Like we have mentioned, MLE Elo typically computes ratings based on the assumption that a player’s skill level is static or changes very slowly. It treats all matches with equal weight regardless of when they occurred. However, for some situations where player performance may change significantly over time, such as in long career sports or games, academic or professional development tracking, etc., it is better to explicitly model changes in player strength over time, so here comes the whole history rating.

For detailed implementations, we refer you to this great Github repo, which you can directly pip install and import whole_history_rating to compute. Simply put, WHR calculates ratings based on all past results, taking into account the time when each match was played. providing a more nuanced and responsive rating system that adjusts as more data becomes available.

from whr import whole_history_rating

whr = whole_history_rating.Base()

whr.create_game("shusaku", "shusai", "B", 1, 0)
whr.create_game("shusaku", "shusai", "W", 2, 0)
whr.create_game("shusaku", "shusai", "W", 3, 0)

whr.auto_iterate(time_limit=10, precision=1e-3, batch_size=10)

ratings = whr.get_ordered_ratings(current=True, compact=False)

This code snippet starts by importing the library and initializing the base WHR object.

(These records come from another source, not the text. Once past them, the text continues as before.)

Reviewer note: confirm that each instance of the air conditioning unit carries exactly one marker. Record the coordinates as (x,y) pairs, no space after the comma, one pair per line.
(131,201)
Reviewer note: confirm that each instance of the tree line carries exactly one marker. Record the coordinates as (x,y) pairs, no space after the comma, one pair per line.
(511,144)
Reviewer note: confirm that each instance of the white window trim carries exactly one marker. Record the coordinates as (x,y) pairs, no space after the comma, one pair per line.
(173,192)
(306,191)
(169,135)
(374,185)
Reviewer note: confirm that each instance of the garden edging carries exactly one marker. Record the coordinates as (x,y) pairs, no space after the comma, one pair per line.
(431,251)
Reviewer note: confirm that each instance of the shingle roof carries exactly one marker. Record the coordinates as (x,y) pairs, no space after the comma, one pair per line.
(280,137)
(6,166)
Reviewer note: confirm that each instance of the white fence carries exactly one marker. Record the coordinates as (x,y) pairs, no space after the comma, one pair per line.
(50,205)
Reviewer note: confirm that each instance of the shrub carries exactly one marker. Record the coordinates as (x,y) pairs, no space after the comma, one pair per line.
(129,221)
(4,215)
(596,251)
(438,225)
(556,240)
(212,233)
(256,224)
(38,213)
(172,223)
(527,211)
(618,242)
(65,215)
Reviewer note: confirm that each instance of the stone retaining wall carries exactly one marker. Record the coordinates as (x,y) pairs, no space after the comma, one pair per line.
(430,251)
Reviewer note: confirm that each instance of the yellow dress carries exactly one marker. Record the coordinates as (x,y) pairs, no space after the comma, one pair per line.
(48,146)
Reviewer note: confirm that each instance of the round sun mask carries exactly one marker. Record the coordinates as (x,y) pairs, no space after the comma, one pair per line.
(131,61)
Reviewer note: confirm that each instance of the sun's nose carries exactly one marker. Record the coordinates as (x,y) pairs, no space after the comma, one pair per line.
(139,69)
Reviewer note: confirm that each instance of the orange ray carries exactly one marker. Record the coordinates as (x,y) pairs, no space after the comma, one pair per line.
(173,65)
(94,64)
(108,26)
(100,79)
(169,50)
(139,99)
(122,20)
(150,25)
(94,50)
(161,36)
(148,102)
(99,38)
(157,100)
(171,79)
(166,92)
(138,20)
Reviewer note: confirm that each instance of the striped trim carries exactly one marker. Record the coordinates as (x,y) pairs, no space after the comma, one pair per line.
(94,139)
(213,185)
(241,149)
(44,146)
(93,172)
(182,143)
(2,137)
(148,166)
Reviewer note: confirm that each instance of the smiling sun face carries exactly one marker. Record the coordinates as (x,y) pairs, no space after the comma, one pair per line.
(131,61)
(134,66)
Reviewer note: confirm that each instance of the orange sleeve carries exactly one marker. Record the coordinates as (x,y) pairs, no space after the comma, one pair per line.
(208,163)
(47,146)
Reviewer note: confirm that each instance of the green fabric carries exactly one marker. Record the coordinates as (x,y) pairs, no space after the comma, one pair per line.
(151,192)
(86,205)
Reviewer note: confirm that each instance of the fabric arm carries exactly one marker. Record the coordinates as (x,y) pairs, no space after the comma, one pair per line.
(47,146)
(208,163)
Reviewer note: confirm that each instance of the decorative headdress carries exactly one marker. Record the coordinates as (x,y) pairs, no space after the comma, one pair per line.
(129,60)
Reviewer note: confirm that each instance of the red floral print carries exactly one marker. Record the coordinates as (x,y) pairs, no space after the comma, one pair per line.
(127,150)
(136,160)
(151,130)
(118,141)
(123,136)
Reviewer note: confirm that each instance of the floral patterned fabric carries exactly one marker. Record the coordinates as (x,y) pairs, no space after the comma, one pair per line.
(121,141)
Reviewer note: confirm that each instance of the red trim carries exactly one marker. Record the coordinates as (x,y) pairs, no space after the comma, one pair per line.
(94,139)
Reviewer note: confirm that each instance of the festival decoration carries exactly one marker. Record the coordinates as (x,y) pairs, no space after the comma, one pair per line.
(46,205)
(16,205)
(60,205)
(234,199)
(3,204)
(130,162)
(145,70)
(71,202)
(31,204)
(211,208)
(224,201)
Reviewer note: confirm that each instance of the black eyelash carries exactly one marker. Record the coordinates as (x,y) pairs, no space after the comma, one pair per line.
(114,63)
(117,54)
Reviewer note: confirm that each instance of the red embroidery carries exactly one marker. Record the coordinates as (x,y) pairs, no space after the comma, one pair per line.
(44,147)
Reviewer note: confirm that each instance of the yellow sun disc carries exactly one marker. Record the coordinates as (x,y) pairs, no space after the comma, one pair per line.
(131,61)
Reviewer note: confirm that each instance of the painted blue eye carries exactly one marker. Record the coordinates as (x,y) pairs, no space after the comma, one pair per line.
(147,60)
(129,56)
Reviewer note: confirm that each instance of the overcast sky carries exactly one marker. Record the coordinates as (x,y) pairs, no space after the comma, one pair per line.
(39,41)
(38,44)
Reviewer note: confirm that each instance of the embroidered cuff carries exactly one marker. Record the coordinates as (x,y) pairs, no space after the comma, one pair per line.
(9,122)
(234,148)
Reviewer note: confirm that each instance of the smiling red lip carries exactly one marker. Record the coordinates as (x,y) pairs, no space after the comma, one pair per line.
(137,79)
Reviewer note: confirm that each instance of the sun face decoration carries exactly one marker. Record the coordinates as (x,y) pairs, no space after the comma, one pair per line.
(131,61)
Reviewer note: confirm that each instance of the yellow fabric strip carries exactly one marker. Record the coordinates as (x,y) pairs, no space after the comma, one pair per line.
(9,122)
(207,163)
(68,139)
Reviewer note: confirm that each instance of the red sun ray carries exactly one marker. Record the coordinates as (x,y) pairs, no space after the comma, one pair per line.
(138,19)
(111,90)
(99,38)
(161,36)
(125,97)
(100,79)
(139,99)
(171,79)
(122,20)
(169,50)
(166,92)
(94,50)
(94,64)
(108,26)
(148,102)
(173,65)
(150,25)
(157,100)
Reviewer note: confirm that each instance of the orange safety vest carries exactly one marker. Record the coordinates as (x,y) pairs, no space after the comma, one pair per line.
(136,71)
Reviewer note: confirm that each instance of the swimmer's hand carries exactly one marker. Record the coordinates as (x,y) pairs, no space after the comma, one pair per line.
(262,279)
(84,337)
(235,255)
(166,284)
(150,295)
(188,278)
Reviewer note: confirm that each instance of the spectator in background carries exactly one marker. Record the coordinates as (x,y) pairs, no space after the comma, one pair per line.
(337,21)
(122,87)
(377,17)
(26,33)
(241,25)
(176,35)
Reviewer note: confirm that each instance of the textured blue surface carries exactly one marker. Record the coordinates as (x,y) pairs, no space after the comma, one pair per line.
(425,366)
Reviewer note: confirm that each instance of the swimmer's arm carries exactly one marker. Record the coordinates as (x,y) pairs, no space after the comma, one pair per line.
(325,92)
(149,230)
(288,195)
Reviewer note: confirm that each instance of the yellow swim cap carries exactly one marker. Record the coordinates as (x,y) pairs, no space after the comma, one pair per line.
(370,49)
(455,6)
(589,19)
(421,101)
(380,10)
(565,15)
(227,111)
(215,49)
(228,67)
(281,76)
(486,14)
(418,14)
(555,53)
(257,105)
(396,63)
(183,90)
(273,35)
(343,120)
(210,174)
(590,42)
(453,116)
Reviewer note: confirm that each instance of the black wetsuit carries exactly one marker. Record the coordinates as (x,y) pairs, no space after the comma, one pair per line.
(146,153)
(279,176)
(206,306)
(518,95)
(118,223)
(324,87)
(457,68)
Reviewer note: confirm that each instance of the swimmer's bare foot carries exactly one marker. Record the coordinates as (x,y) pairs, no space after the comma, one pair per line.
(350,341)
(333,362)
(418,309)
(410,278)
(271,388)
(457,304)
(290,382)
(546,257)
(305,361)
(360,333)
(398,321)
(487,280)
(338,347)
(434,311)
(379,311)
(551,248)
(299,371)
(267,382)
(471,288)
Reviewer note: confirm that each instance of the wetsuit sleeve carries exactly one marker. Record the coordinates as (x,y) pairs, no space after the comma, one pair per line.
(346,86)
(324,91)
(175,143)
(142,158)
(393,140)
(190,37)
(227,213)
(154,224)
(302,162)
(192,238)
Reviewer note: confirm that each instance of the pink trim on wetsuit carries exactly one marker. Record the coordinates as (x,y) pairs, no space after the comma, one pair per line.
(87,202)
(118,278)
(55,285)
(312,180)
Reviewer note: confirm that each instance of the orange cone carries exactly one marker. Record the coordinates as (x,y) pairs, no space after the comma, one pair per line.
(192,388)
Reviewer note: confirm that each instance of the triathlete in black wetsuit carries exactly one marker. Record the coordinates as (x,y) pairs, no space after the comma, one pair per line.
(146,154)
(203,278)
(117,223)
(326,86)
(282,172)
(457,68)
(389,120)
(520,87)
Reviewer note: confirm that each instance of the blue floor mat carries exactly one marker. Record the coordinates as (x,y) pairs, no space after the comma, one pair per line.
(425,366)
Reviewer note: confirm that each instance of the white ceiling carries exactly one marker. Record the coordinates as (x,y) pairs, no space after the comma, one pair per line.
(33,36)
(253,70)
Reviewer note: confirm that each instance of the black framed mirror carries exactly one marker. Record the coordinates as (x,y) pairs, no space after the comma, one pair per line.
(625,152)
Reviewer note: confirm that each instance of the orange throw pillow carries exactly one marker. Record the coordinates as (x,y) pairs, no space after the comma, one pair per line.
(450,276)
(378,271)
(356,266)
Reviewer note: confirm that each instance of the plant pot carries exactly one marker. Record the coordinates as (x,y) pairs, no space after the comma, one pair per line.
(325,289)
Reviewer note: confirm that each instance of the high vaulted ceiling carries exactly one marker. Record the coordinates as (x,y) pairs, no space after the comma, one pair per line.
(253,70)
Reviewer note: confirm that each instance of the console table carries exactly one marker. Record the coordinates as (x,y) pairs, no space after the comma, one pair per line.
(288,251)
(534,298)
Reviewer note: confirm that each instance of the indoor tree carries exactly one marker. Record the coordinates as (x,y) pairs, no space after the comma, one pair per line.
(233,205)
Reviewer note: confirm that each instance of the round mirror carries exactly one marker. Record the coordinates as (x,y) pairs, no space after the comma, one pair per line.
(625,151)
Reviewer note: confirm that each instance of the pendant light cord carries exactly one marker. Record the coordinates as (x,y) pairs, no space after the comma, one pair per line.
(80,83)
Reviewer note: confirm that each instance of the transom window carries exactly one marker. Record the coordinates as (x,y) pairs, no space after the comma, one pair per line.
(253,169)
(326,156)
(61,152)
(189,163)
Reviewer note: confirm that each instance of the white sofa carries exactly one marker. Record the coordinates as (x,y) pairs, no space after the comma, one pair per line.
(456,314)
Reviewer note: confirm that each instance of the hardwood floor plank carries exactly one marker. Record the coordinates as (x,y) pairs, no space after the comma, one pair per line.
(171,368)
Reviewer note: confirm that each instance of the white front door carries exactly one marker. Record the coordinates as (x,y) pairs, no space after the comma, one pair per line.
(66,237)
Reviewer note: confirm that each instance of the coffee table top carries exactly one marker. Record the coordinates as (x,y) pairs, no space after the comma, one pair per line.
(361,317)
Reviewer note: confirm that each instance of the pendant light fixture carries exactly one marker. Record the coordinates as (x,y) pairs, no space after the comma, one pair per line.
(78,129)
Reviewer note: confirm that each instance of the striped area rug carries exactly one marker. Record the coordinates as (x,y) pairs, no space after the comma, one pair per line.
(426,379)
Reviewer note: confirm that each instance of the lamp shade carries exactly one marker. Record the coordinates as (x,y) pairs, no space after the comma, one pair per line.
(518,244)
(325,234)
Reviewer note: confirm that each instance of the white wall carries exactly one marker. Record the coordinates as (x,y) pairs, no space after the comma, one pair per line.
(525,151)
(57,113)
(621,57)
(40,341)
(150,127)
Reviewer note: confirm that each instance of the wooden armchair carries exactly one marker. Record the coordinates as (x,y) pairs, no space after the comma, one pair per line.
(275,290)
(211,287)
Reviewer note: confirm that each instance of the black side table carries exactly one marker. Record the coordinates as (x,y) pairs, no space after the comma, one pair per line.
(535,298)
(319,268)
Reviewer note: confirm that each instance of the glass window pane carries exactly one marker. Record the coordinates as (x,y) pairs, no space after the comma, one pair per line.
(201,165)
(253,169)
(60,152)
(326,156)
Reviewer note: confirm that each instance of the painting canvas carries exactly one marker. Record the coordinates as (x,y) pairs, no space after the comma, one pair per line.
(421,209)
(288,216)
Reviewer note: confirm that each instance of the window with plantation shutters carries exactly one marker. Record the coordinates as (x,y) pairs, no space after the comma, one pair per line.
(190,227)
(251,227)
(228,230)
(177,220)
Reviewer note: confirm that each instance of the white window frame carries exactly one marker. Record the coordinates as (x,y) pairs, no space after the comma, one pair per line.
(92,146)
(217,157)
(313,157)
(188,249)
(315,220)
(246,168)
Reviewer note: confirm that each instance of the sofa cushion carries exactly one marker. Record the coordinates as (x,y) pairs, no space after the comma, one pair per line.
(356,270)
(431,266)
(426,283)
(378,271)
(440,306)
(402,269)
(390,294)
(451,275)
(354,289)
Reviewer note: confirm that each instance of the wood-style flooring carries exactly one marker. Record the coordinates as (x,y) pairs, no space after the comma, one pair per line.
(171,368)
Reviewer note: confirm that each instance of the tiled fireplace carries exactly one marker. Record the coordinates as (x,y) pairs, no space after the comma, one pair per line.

Then adding games to the system using create_game() method. It takes the names of the black and white players, the winner (‘B’ for black, ‘W’ for white), the day number, and an optional handicap (generally less than 500 elo). To emphasize, the day number here is to improve the temporal awareness. Finally, the WHR algorithm allows for iterative refinement to achieve accurate and stable ratings, and retrieve all ratings in order.

However for LLMs, their capabilities are relatively stable once they are done training. This is within the assumption of MLE Elo that player’s skill level is static or changes very slowly. That is why in most situations of LLM evaluation, people just use MLE Elo due to its simpleness and stableness.

Why do people compute win rate?

Win rate is a statistical measure that represents the percentage of games, matches, or competitions that a player wins over a certain period or across a series of events. It is calculated as the number of wins divided by the total number of matches played, often expressed as a percentage. Thus, it offers a straightforward, easily understood metric of success, which complements Elo rating to make the evaluation more comprehensive.

In addition, win rates can also highlight anomalies or interesting trends that Elo might not capture. For instance, a player might have a high Elo rating but a surprisingly low win rate, like in a scenario that the player did 50 matches,

  • Wins: 15 (Against top 20 players mostly)
  • Losses: 35 (Loses more frequently to lower-ranked players)
  • Win Rate: 30%
  • Elo Rating: High (Due to wins against top players)

This could indicate issues such as inconsistency in performance or also have psychological factors at play, such as greater motivation or focus against better-known players, while underestimating or lacking the same drive against lower-ranked players.

On the other hand, we can use win rate to gain insight into the accuracy and quality of the Elo rating system. This is because utilizing Elo ratings allows us to predict win probabilities. If the predicted win rate match closely with the actual win rate, it means the Elo rating system is is high quality.

Summary

At this point, we have discussed MLE Elo, win rate, and confidence interval by bootstrapping, this should cover most of the evaluation scenarios, not just for LLM.